I totally get "don't give out what the actual exploit is", but the email didn't give us enough information to actually know what to do.

It didn't say that it was removed for security reasons at all. I couldn't tell if this was a "remove this now, it's urgent!" problem, a "the latest version that was uploaded by the author is breaking installs, we don't want people messing up their forum by continuing to download it" problem, or a copyright claim or whatever.

If it was removed for security reasons, is just disabling it enough? Do the files actually have to be removed because it's still exploitable even if the product is disabled? The email says "If the modification consists of a product then disabling the product should be all that is required.", but past security problems with mods has shown that not to always be true. The email follows up with "If the modification also included new files then you may remove (or rename) them." which seems to contradict that disabling is good enough.

The URL listed in the email sent out just linked to the thread with no information about the quarantine either.


I'm not trying to complain about the wonderful service you guys are doing, but trying to explain from the perspective of a recipient of the quarantine email why you're getting so much angst over it. It's kinda like the evening TV news saying "There's something in your kitchen that could kill you!" and not elaborating. A very vague warning about a mod without anything other than "it has been quarantined" raises way more questions than provides answers, and left me unsure what I really needed to do.


If I were writing the email, I'd say something more like:

Quote:

Subject: Action needed - Security issue with ibProArcade - professional Arcade System

The ibProArcade - professional Arcade System modification has been 'quarantined' by vBulletin.org, due to a security issue that requires your immediate action to ensure your forum's security.

You downloaded this modification at the following thread, which has now been archived until further notice.

https://vborg.vbsupport.ru/showthread.php?t=101554

This modification has been quarantined due to a serious security issue that has been brought to our attention. Our policy is not to discuss security issues publicly. However, the author of the modification has been informed and asked to address the quarantine reason(s). Until this is done, the modification will remain in the vbulletin.org graveyard. Once the author has responded to the issues you will be notified that it has been restored.

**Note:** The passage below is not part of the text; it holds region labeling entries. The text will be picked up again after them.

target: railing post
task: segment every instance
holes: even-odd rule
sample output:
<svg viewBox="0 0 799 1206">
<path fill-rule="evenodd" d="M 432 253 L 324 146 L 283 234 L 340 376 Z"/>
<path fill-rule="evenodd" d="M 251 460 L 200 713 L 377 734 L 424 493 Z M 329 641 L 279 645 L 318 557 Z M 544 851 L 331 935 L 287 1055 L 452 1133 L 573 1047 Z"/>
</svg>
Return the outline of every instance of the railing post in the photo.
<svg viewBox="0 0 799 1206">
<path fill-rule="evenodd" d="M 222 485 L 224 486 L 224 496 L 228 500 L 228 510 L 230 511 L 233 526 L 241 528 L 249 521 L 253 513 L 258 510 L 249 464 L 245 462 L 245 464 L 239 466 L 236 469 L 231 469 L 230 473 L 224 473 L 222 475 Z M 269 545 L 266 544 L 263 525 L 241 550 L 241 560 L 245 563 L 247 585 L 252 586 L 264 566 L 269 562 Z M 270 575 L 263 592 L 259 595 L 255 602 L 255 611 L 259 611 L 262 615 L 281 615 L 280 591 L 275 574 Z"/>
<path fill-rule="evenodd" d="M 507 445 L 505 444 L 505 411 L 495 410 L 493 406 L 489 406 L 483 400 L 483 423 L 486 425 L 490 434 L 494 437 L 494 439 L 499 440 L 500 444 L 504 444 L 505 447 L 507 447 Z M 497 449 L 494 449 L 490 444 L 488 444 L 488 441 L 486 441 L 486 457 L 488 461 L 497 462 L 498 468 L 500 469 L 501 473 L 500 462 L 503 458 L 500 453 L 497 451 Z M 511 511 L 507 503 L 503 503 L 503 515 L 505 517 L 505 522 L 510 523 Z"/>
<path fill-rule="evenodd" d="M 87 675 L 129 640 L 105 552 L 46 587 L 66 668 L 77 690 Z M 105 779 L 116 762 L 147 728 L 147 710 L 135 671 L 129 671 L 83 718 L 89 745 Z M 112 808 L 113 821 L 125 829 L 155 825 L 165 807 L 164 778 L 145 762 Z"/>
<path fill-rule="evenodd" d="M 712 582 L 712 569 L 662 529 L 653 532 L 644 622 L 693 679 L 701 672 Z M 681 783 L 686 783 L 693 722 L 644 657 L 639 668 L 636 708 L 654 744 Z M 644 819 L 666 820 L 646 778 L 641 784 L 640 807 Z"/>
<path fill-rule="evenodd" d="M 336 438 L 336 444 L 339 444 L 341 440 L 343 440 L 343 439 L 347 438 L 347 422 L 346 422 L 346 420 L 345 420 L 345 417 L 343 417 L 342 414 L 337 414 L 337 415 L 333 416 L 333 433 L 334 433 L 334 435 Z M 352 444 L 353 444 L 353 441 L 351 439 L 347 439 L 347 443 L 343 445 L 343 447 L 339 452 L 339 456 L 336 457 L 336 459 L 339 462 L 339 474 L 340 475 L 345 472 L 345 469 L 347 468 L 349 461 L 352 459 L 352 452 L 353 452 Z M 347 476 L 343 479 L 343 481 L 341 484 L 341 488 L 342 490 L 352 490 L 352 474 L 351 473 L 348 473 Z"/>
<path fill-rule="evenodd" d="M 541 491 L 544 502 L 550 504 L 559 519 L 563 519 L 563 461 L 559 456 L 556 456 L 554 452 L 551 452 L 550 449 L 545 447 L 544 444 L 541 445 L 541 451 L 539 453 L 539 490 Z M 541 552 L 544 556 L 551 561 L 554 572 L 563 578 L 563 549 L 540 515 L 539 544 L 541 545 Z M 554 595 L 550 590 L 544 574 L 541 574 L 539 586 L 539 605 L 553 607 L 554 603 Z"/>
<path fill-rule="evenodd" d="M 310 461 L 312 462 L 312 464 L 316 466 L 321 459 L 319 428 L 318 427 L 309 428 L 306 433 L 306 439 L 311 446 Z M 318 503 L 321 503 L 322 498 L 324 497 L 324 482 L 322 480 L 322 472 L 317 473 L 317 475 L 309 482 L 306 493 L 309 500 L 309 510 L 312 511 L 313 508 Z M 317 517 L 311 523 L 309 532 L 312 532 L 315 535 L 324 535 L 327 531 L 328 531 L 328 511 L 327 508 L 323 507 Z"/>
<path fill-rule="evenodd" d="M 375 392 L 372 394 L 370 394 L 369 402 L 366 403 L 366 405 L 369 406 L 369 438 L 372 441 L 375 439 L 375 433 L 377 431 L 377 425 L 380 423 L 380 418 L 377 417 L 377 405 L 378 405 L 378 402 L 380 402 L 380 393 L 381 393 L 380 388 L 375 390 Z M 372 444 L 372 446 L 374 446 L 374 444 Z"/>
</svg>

With the information we have at the current time, we believe this security issue can be completely prevented by disabling the modification in your Admin Control Panel. Go to "Plugins & Products", then "Manage Products" then disable this modification.

We do not believe removing this modification's additional files (if any) or uninstalling it is necessary to prevent exploitation of the security issue. Please keep in mind that if you uninstall this modification anyway, you may delete any data associated with it.

Explain the problem, explain what's being done about it, and list what actions a forum owner needs to take a bit more authoritatively.